Not drinking enough water is a common but under-recognized problem among American seniors that puts their health at risk, researchers say.
“So many health issues are related to inadequate hydration,” including urinary tract and respiratory infections, frequent falls and other problems, said study author Janet Mentes. She is a professor of nursing at the University of California, Los Angeles (UCLA).
One problem in determining seniors’ hydration levels is a lack of a gold standard of assessment. In this study, the researchers investigated whether a method called salivary osmolality could be used to check hydration levels in older adults.
Salivary osmolality compares the ratio of water to certain chemicals that occur naturally in saliva. It can be measured using a simple, noninvasive device called an osmometer.
The study of 53 people, aged 65 or older, in Los Angeles found, overall, seniors had higher osmolality (that is, greater dehydration) than younger adults. Seniors’ dehydration was higher in the morning than the afternoon, and it was a bigger problem for those with limited mobility, the findings showed.

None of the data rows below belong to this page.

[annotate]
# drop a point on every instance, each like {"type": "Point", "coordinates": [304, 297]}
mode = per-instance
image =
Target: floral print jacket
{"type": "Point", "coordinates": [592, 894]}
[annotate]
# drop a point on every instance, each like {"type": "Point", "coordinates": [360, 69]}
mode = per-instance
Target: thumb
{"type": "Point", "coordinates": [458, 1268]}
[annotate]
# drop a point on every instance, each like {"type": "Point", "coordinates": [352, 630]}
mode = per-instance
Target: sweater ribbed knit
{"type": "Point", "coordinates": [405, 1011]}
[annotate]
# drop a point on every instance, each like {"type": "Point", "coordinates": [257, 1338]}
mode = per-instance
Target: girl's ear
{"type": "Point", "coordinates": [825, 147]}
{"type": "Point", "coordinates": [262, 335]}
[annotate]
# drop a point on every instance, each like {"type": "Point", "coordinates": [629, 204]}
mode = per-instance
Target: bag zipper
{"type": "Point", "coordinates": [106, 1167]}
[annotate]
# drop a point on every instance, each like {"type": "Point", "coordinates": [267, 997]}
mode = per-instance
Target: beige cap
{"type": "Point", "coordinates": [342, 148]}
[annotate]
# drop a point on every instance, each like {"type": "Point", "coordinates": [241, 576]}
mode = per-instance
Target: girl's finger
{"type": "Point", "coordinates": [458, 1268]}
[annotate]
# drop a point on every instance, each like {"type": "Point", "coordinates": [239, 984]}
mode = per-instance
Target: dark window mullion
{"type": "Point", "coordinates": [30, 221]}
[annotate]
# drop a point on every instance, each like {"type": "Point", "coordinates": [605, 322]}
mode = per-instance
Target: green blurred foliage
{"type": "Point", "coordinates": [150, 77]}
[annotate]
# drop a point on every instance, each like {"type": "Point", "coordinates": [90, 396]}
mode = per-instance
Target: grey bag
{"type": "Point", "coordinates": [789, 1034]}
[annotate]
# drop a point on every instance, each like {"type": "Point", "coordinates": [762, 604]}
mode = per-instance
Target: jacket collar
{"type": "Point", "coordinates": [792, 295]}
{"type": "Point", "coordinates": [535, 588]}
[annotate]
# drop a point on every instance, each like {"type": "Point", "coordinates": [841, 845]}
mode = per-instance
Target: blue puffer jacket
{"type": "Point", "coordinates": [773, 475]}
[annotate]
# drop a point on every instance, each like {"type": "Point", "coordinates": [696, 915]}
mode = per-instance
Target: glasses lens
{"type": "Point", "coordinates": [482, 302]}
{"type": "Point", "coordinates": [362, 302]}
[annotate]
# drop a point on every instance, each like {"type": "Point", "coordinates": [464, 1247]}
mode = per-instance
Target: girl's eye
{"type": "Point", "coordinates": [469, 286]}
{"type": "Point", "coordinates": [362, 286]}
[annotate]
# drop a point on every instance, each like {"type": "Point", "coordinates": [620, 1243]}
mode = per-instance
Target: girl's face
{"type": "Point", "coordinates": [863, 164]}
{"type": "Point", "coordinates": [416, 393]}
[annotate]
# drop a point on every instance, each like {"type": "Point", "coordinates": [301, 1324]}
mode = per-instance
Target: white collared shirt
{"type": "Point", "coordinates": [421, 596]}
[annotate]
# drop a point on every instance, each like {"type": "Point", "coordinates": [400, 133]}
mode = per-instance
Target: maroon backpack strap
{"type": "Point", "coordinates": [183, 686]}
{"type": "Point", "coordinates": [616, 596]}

Interviews with participants pointed to a major reason for higher osmolality in the morning: Many avoid drinking water so they will not have to urinate during the night.
The study was recently published online in the journal SAGE Open Nursing.
“Many seniors are underhydrated for a period of time, and when they are exposed to a virus or bacteria they are more likely to develop an infection, such as urinary tract infections, pneumonia or other respiratory diseases,” Mentes said in a UCLA news release.
“And they will be treated for the infection, but the underlying underhydration will not be recognized,” she added. “Thus, an opportunity to educate the individual about adequate fluid intake is missed.”
Up to 40 percent of older people who live in the community may be chronically underhydrated, the researchers said.
Dehydration accounted for a 5 percent increase in preventable emergency department visits between 2008 and 2012, and adults older than 65 have the highest hospital admission rates for dehydration, according to the U.S. Agency for Healthcare Research and Quality.